100 days to go until museum galleries open

Today marks 100 days to go until the opening of three new permanent galleries at the National Museum of Scotland: Ancient Egypt Rediscovered, Exploring East Asia and the Art of Ceramics.

The opening of the galleries on Friday, 8 February 2019, sees the completion, on time and on budget, of the 15-year, £80 million transformation of the Museum, restoring the much-loved Victorian building and revealing more of its treasures.

With just 100 days until the new galleries are revealed, National Museums Scotland staff are busy preparing over 1,500 objects for display.

From historic paper and textiles to armour and ceramics, a team of conservators is working to ensure that the remarkable objects – 40 per cent of which will go on show for the first time in at least a generation – are ready for display. Meanwhile, new research is being carried out to unlock some of the stories behind the collections.

Gordon Rintoul, director of National Museums Scotland said: ‘I am delighted that our 15-year transformation of the National Museum of Scotland is nearly complete. Accompanied by a nationwide programme of activity, these three new galleries will present our Ancient Egypt, East Asia and ceramics collections in compelling and inspiring ways.

Assistant conservator Margot Murray works on a mummy mask (Photo: Stewart Attwood)

‘Their opening marks the last step in an ambitious journey which has seen our visitor numbers more than treble, putting the Museum on the international map and making it the most visited attraction in the UK outside London.’

This £3.6m project has been made possible thanks to support from The National Lottery through the Heritage Lottery Fund, The Wolfson Foundation, the Sir James Miller Edinburgh Trust and a generous community of Trusts and individual donors.

National Museums is now in the final stages of a public fundraising campaign and with the generosity of its visitors and supporters is confident that it will raise the £125,000 required to complete the National Museum’s transformation.
The opening of the new galleries is supported by a national programme of activity to extend their reach and impact to partner museums across Scotland, by sharing collections, knowledge and expertise.

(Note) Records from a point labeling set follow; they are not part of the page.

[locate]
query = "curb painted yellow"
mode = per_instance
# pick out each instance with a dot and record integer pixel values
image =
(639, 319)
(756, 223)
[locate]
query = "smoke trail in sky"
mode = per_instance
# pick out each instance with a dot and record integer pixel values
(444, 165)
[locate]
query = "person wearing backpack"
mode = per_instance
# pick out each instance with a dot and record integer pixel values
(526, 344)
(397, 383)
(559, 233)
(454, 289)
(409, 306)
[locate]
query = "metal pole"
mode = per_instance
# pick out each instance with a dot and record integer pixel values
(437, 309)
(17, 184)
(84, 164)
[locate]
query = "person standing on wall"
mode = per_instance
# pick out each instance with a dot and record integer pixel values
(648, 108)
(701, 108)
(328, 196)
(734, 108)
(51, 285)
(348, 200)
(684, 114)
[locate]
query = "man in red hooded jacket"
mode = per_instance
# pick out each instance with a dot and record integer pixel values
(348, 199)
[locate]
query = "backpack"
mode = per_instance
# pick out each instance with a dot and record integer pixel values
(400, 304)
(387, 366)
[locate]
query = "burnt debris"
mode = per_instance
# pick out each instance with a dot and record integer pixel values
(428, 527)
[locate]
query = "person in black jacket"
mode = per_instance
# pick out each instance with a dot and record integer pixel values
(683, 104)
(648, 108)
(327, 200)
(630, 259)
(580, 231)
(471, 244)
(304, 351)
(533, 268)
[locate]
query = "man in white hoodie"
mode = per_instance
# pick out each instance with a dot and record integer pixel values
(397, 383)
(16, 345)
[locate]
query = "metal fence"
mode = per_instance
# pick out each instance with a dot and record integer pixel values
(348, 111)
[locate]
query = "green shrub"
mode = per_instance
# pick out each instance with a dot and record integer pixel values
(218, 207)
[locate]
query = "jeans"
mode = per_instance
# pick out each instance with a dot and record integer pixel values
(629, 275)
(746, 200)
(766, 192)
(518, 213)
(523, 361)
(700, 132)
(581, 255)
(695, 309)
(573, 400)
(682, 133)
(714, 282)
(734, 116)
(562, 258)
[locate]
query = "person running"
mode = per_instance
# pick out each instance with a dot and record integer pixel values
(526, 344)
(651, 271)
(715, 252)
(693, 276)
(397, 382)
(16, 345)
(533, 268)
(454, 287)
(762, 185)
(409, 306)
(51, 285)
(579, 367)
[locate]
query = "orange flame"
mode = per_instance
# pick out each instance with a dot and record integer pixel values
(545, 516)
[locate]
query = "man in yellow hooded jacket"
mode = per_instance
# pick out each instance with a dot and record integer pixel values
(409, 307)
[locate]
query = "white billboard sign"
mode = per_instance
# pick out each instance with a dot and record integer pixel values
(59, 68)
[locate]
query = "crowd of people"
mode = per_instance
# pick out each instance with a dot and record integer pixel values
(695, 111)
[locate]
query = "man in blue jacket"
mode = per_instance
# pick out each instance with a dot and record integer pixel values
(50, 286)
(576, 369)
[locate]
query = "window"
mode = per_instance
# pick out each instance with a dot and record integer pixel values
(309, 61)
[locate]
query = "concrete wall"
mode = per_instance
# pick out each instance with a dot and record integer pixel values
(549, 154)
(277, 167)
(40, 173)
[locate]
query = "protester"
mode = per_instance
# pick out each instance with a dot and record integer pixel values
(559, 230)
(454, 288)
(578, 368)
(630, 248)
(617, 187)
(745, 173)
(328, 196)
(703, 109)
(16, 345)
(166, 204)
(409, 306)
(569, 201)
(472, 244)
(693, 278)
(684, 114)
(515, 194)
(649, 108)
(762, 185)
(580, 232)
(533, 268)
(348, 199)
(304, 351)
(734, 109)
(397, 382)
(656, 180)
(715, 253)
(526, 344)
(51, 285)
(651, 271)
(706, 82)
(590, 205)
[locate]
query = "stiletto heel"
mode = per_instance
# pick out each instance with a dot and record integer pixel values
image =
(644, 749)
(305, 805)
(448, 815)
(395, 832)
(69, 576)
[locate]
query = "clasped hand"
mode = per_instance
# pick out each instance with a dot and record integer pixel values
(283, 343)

Assistant conservator Emma Davey and Chinese painting C19, Guangzhou (Photo: Stuart Attwood)

Ancient Egypt Rediscovered covers 3,000 years of history, highlighting the stories of individuals to engage visitors with this remarkable civilisation. Objects on display include the only intact royal burial group outside of Egypt, the only double coffin ever discovered in Egypt and a cosmetics box which is one of the finest examples of decorative woodwork to survive from ancient Egypt. The gallery will also chart the remarkable contribution made by Scots to the development of Egyptology.

Exploring East Asia will celebrate the dynamic cultures of China, Japan and Korea, showcasing their diverse traditions, peoples and histories. National Museums Scotland’s East Asia collections are among the most important in the UK and represent over 150 years of continuous collecting. The gallery will highlight the range of exquisite art and craftsmanship from the region with objects such as a headdress from 18th-century China, made from kingfisher feathers, Japanese woodblock prints and remarkable sets of armour.

Art of Ceramics unites themes from across National Museums Scotland’s collections. Ceramics are an extraordinarily versatile medium in art and science and the gallery celebrates the creativity and diversity reflected in ceramic pieces from across the world and across a broad time period, from the 11th to 21st centuries. It explores some of the less familiar aspects of the story of ceramics, such as their importance in international trade and use in scientific and technological applications from 19th-century false teeth to heat-protective coatings for rockets or high-tech brakes in motorsport.